Would love to meet people who've been through all this

X


----------



## suitcase of dreams (Oct 7, 2007)

hello and welcome   
whereabouts are you based? 
a few of us met last weekend in Bristol. There are various London ladies who meet from time to time on an ad hoc basis. I'll be hosting the annual picnic in July in Surrey
maybe start a new meet up thread suggesting a place/date and see who is about?
best of luck with your upcoming cycle
Suitcase
x


----------



## squiggleyhead (Apr 9, 2012)

Hey I'm from Birmingham....but woo travel to  London, been wanting to meet people or ages as I'm doing this on my own.
Oh I would have come down to Bristol if I'd known!

Thanks x


----------



## suitcase of dreams (Oct 7, 2007)

quite a few folk in the B'ham/Midlands area I think   
all the meets are posted on the boards so keep an eye out   
it does tend to be those who already have kids who meet up more regularly....but nothing to stop you setting up a meet of your own   
have you had a look at DCN also (Donor Conception Network) - they have singles groups all over the country and tend to organise regular meet ups too
Suitcase
x


----------



## indekiwi (Dec 23, 2008)

Hi Squiggleyhead,


As Suity says, there is a pretty strong contingent of singles in and around Birmingham so you're in good company.  I'm about an hour away from you in Glos.  I'll give some thought to arranging something around my way in the next couple of months and will let you know when I do - but hopefully a few people local to you will pop their heads above the parapet shortly.   


A-Mx


----------



## squiggleyhead (Apr 9, 2012)

Ooohhhthanks guys you've been really helpful, I will set omething up, 

Never heard of the donor conception network I wil have a looksie!

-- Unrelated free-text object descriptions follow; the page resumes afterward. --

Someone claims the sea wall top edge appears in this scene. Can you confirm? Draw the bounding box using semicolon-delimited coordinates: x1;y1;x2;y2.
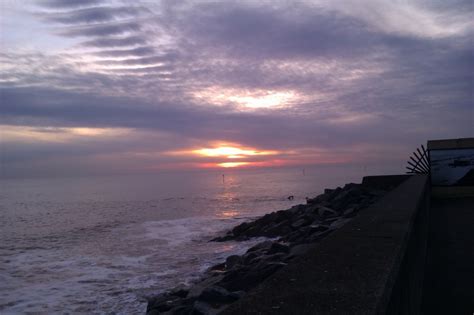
427;137;474;150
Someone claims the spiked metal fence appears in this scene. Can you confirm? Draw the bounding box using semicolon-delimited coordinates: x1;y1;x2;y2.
406;144;430;174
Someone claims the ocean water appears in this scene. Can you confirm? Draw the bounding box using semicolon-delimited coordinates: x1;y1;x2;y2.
0;167;368;314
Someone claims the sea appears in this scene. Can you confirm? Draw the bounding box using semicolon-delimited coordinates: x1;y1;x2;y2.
0;166;370;314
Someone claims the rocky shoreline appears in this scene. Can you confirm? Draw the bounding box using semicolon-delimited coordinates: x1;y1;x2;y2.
146;182;392;315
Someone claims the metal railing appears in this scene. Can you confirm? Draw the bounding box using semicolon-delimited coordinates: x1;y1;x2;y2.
406;145;430;174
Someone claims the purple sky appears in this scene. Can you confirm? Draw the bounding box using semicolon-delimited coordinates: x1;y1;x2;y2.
1;0;473;177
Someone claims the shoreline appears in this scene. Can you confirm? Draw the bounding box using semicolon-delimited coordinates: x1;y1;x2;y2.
146;180;396;315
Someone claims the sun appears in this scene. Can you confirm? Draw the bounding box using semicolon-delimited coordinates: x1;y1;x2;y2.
192;146;278;160
166;143;280;168
218;162;250;168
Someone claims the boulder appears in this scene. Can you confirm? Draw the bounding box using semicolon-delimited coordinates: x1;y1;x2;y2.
306;229;333;243
209;262;226;272
247;240;273;253
191;301;213;315
221;261;286;291
321;217;339;225
318;206;338;218
328;218;352;230
302;204;319;215
198;286;240;304
330;188;362;210
170;287;189;298
290;204;304;211
290;217;308;229
210;234;234;242
305;196;319;204
267;242;290;255
342;207;357;218
147;294;181;313
187;275;224;298
342;183;359;190
170;303;195;315
225;255;242;269
242;251;260;265
289;243;314;257
260;252;288;264
263;221;291;237
282;230;305;243
308;224;329;234
326;187;342;200
231;222;250;236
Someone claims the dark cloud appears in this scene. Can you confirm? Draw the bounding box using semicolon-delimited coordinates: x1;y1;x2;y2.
93;47;155;57
38;2;154;62
0;86;203;132
81;35;147;47
418;0;473;14
58;21;141;37
173;3;377;60
38;0;102;8
42;6;148;24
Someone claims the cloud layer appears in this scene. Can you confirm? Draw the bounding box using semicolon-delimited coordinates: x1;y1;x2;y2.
1;0;472;177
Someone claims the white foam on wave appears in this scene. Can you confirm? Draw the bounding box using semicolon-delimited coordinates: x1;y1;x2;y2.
142;216;249;245
137;215;266;280
1;215;267;314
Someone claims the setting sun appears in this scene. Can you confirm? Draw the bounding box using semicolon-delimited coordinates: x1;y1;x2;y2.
193;146;278;159
165;144;282;168
218;162;250;168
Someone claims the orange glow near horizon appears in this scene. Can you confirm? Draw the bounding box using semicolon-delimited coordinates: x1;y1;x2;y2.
166;143;356;169
218;162;251;168
193;146;278;159
163;144;282;168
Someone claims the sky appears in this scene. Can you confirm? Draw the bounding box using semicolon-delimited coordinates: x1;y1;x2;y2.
0;0;473;178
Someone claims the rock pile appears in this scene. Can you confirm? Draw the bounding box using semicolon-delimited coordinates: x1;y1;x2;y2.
147;183;390;315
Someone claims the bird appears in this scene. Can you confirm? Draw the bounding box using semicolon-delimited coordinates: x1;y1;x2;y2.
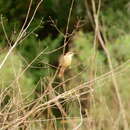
58;52;74;77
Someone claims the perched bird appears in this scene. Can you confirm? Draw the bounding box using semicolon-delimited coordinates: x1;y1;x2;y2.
58;52;74;77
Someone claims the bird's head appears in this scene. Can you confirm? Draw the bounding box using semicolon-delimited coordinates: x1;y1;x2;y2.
65;52;74;57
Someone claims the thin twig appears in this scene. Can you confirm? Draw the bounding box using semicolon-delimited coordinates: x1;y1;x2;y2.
72;94;83;130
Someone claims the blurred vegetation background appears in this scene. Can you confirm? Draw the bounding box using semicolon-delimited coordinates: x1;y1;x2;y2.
0;0;130;129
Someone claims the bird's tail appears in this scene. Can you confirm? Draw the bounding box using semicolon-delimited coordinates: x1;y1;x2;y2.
58;67;65;78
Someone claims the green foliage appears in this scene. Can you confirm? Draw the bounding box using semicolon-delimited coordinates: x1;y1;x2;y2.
109;34;130;63
72;31;106;81
0;51;35;103
74;31;93;62
107;34;130;102
19;35;63;83
93;34;130;124
72;30;130;114
101;2;130;40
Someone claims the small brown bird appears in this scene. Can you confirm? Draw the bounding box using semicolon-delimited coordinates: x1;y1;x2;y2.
58;52;74;77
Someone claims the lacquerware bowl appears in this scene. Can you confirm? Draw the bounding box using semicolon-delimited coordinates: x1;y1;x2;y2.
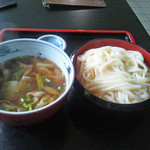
0;38;75;126
72;39;150;111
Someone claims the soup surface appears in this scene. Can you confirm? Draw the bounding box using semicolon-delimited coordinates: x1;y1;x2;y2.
0;56;66;112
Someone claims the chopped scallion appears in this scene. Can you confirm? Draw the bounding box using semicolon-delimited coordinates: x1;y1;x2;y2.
21;98;26;102
26;99;30;102
32;104;35;109
54;97;58;100
19;65;23;68
41;76;46;79
56;85;66;92
27;84;31;89
21;102;27;108
14;89;21;93
21;95;26;98
31;98;35;101
29;106;32;111
28;95;31;99
45;78;50;82
21;101;34;111
27;104;32;107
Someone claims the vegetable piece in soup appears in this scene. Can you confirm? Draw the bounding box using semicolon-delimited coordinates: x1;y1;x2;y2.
0;56;66;112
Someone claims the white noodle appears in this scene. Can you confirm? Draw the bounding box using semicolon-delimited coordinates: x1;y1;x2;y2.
77;46;150;104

I've been doing this on my own so flabby to know im not alone


----------



## Diesy (Jul 19, 2010)

I really think at least some of you should move to Scotland    Just an idea, I'm lonely up here    We will have the flags out when you visit Winky, Suitcase.


----------



## Elpida (Feb 11, 2008)

Hi Squiggelyhead, I'm one of those in Birmingham. We haven't had any organised local meets for a while but I'd be up for one, although iminant arrival of babies may effect attendance depending on when it is! 

Elpida


----------



## some1 (May 13, 2006)

I'm also in Birmingham Squiggleyhead, and would be up for a meet up!

Some1
xx


----------



## squiggleyhead (Apr 9, 2012)

Ok great!

Anyone a preference on when?


----------